Sunday, May 11, 2025

Overstory

But the really good news is that Rümeysa Öztürk has been released! Now for all the others unjustly detained by a wannabe gangster state.

Saturday, May 10, 2025

All hands on deck!

Alright folks, it's showtime!
 
Can we get some applause here?

Friday, May 09, 2025

Back in the Dacks

All three of my classes wrapped up this week - rather sweetly, too, if you ask me. Papers need to be read and grades tabulated before graduation next week, but all that can be done anywhere. So we hopped in the car and are back in our beloved Adirondacks. 

I could devise a meaningful-seeming segue if you wish: the Friday class was the one on William James' Varieties, and a nearly mystical experience in the Adirondacks seems to have been decisive in that work's composition. Call it research! And of course, it's the perfect segue back to my own religion of trees work, too. 

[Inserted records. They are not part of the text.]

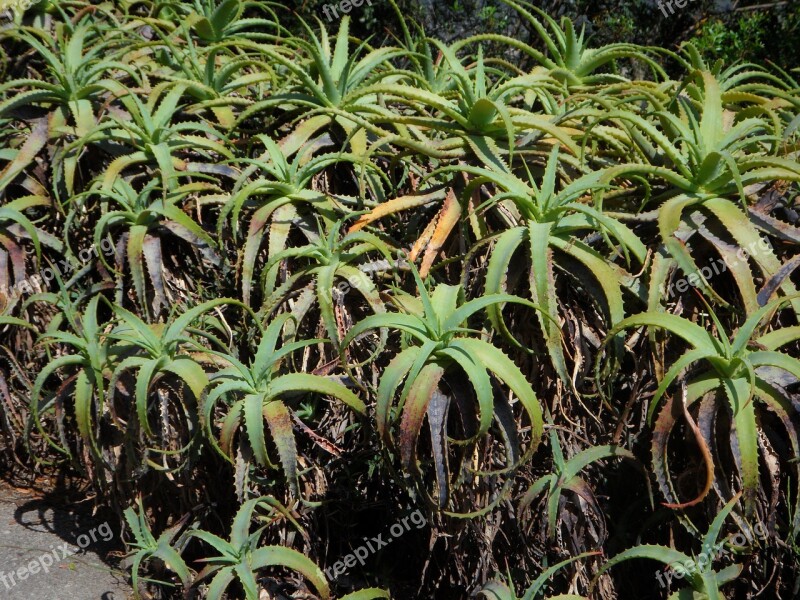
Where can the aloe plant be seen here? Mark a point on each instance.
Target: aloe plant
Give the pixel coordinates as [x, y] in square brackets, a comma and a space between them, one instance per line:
[143, 220]
[327, 259]
[259, 392]
[565, 476]
[145, 547]
[241, 557]
[704, 581]
[438, 344]
[734, 370]
[552, 221]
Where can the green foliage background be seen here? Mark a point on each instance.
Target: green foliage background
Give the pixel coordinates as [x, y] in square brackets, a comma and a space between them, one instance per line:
[730, 30]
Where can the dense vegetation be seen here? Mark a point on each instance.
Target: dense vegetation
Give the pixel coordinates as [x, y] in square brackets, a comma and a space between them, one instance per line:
[272, 290]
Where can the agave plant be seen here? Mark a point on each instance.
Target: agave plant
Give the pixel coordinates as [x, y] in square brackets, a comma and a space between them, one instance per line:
[438, 344]
[258, 392]
[738, 370]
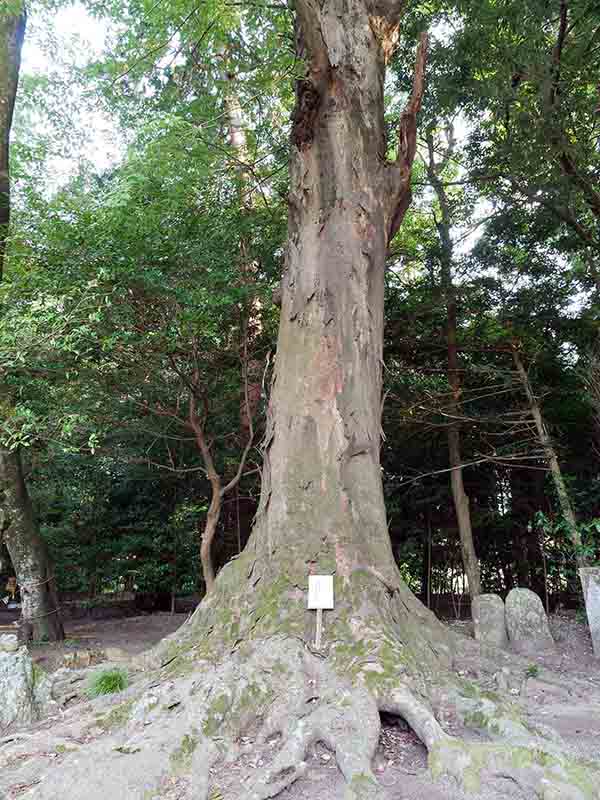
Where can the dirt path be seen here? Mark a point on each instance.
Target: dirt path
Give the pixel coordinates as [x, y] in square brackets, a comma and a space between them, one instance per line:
[551, 691]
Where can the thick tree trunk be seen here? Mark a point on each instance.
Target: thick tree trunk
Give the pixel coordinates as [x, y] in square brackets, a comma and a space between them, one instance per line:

We decamped to the 'Dacks around this time last year, too, but this is a week and a half earlier - even deeper back in the spring which, in New York City, is already passign the baton to summer. We've been here in early May before, but didn't notice these gaggles of ferns popping up along the rain-flush Hudson before!

Wednesday, May 07, 2025

Tree tale

It's a gorgeous sunny day, and the Lang courtyard maples' leaves are already almost full size and deepening green in taking best advantage of it. 

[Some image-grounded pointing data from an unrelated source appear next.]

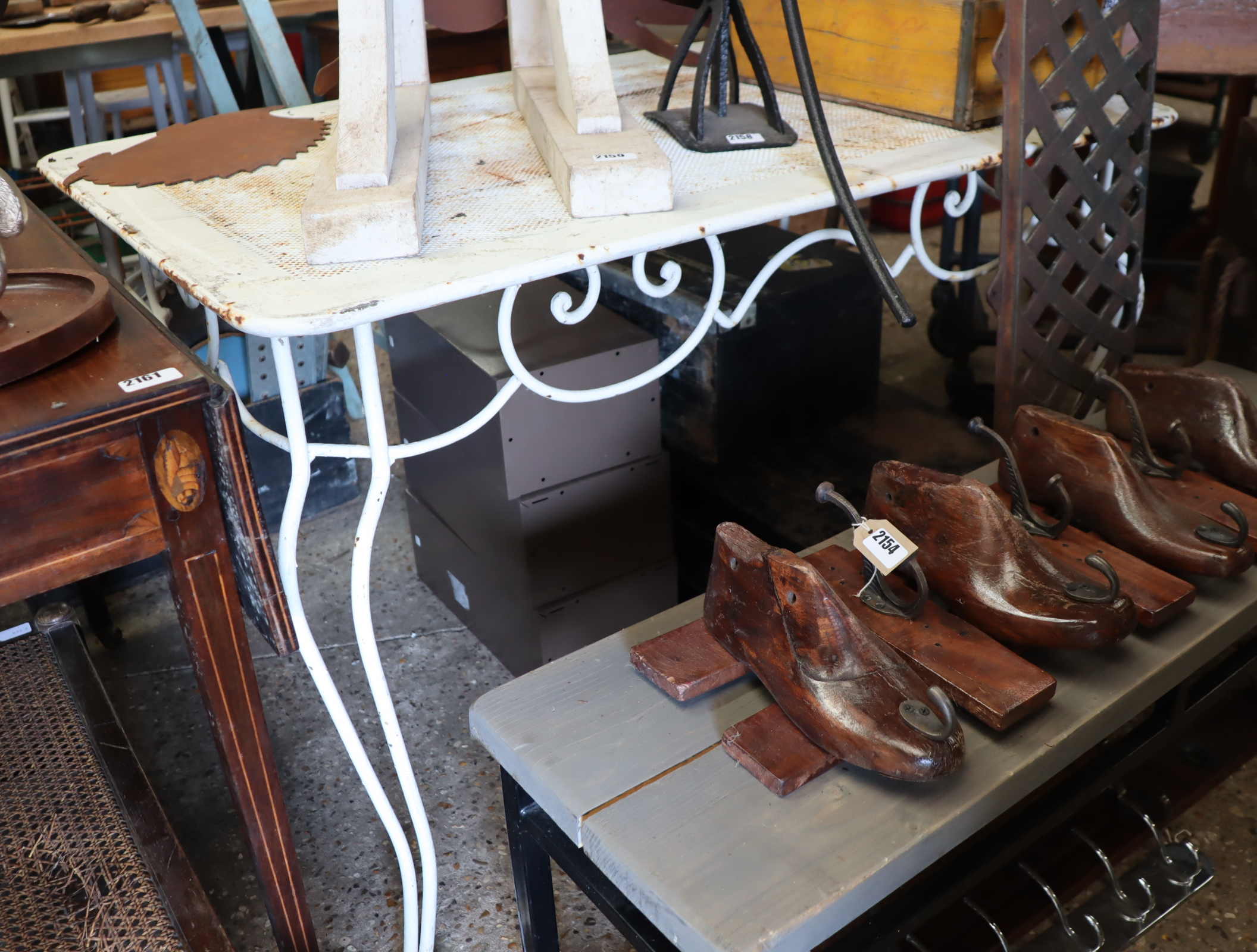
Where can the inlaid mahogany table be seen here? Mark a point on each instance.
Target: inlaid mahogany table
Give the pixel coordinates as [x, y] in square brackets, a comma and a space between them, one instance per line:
[126, 450]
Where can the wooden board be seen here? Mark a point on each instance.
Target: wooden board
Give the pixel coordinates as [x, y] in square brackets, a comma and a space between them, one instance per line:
[599, 174]
[776, 753]
[982, 676]
[1205, 494]
[1157, 594]
[343, 225]
[990, 681]
[687, 662]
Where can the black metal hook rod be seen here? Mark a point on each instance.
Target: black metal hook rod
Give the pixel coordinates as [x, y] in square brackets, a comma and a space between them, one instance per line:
[1021, 508]
[1085, 592]
[894, 297]
[1215, 533]
[1140, 450]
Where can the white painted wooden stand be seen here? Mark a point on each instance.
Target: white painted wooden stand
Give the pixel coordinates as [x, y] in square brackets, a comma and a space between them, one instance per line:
[367, 199]
[601, 160]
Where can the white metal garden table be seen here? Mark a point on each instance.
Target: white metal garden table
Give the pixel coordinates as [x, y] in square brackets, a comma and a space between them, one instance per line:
[493, 220]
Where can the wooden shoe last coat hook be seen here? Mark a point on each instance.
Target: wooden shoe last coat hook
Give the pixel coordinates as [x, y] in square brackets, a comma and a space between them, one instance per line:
[601, 160]
[367, 199]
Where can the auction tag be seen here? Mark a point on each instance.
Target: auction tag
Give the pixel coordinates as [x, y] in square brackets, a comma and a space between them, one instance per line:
[887, 546]
[8, 635]
[149, 380]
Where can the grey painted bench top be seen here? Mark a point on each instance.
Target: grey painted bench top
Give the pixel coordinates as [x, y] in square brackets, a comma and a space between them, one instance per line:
[718, 862]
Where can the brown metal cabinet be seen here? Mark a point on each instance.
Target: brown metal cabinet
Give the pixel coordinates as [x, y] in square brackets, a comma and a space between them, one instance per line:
[550, 528]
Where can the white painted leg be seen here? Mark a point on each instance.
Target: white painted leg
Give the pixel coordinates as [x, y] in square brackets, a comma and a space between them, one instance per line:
[288, 531]
[601, 160]
[370, 224]
[582, 68]
[367, 199]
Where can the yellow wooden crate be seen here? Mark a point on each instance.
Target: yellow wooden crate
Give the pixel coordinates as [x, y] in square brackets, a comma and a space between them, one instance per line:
[929, 60]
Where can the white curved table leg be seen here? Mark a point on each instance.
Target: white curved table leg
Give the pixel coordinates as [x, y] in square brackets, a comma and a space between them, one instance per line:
[360, 585]
[288, 531]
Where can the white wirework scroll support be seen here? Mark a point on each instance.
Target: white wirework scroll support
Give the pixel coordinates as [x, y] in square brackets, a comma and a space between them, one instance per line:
[419, 930]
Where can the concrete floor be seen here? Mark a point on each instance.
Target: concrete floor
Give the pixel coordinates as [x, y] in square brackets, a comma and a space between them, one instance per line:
[438, 670]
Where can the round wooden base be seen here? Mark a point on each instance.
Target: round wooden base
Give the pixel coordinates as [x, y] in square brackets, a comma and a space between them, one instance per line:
[48, 314]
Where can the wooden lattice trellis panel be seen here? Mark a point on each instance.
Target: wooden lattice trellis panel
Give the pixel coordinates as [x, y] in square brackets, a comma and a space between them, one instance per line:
[1071, 238]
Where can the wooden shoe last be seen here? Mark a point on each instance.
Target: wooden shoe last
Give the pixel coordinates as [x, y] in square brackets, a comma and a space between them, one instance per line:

But perhaps you've been wondering what's become of that red maple branch which came so close to my office window this spring, and allowed me rapturous witness to the magical procession from bud to flower to growing samara to leaf. It's a little complicated. The short version is that the branch is broken.

Not completely, but it dangles down now rather than reaching up. Here's how it looked last week; below is the way it's looking now. 

I can't remember a branch so close before. I even encouraged students to reach out the window and touch it! But the very thing that made it available for my devotion put it at risk. When the wind eddies in the courtyard, branches brush against the windows. No surprise that some will have snapped from the collision.

And so we dangle, small leaves green but wilting. My witness continues.

Tuesday, May 06, 2025

Greening of the self

 
As students were sharing their final projects for "Religion and Ecology: Buddhist Perspectives," the wall of the courtyard out our classroom window, recovering from a night of rain, made its own offering.
 

Joanna Macy: The self is the metaphoric construct of identity and agency, the hypothetical piece of turf on which we construct our strategies for survival, the notion around which we focus our instincts for self-preservation, our needs for self-approval, and the boundaries of our self- interest. Something is shifting here. The conventional notion of the self with which we have been raised and to which we have been conditioned by mainstream culture is being undermined. What Alan Watts called “the skin-encapsulated ego” and Gregory Bateson referred to as “the epistemological error of Occidental civilization” is being peeled off. It is being replaced by wider constructs of identity and self-interest—by what philosopher Arne Naess termed the ecological self, co-extensive with other beings and the life of our planet. It is what I like to call “the greening of the self.”

Moist


Sunday, May 04, 2025

DEI? No: DIE

 

How do you say "we don't care if you live or die"? There are so many ways. Here as elsewhere there are so many undercurrents in this administration that are homicidal .

Democracy is supposed to be about sharing a society with others, maybe even delighting in the privilege of the shared journey. Not these guys.